It's a powerfully inviting environment for new faculty like assistant professor of Judaic studies Ben Sax, who arrived on campus in the fall of 2008.

"Just on this side of the hall I have three-world recognized scholars in their craft who are generous with their time and generous with their help. So while you're dealing with the labyrinthine bureaucracy of the university, there's a home with the people that you may not find in other places where egos tend to lead the goals and aspirations of the department," Sax said.

The close academic proximity helps to assuage some of the structural challenges of the university system. While a lack of support for faculty travel and the resources to hire new faculty members are irksome, the paucity of material at Newman Library is the subject of special vitriol.

"The library is our laboratory, it is the basis, the center for our research tools and at the moment it doesn't really serve the needs of our undergraduate teaching much less our research," Britt said.

Perhaps most wounding (and puzzling) to the group is the need to justify their craft in the eyes of the broader university.

"I've spent countless hours explaining to colleagues and administrators what it is we do.
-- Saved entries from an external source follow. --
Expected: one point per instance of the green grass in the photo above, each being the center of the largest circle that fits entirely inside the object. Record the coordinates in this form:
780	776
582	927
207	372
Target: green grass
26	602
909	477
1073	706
It seems counter-intuitive when we equally have Ph.D.s from fairly reputable places," Sax, whose doctorate is from the University of Chicago, said.

Kao, a Harvard Ph.D., added that one needs only to pick up a newspaper to see the import of the religious studies craft.

"On the American stage, you can not understand our basic institutions or even everyday politics unless you know more about religion than what you know confessionally. If anything, I only mean to say I find the question that we would have to justify what we do to be, "Really? Really you have to justify the study of religion?" Kao said.

At a time when budget cuts will cause the dissolution of the department of interdisciplinary studies, the academic home of religious studies, the religious studies faculty do have one significant booster. College of Liberal Arts and Human Sciences Dean Sue Ott Rowlands has publicly stated her support for the program.

"She's encouraged us to think big about our future," Britt said.

It's an assurance that comes close to the camaraderie that makes working as a religious studies faculty member at Virginia Tech a unique experience. After putting his daughter to bed one weekday evening, Ben Sax was considering watching college basketball or heading to bed with a book when the phone rang. It was professor Ananda Abeysekara. And he was hopping mad.

Abeysekara had just encountered a particular reading of the German scholar Martin Heidigger he considered violently racist.

"It was entirely because he was so angry about something he was reading that he needed to vent. So by venting to me I got access to this interpretation and wisdom that I wouldn't have otherwise that isn't circumscribed to this place and time - I'll call someone at home. The life of the mind doesn't end at home. I love that," Sax said. "It makes this place immeasurably wonderful."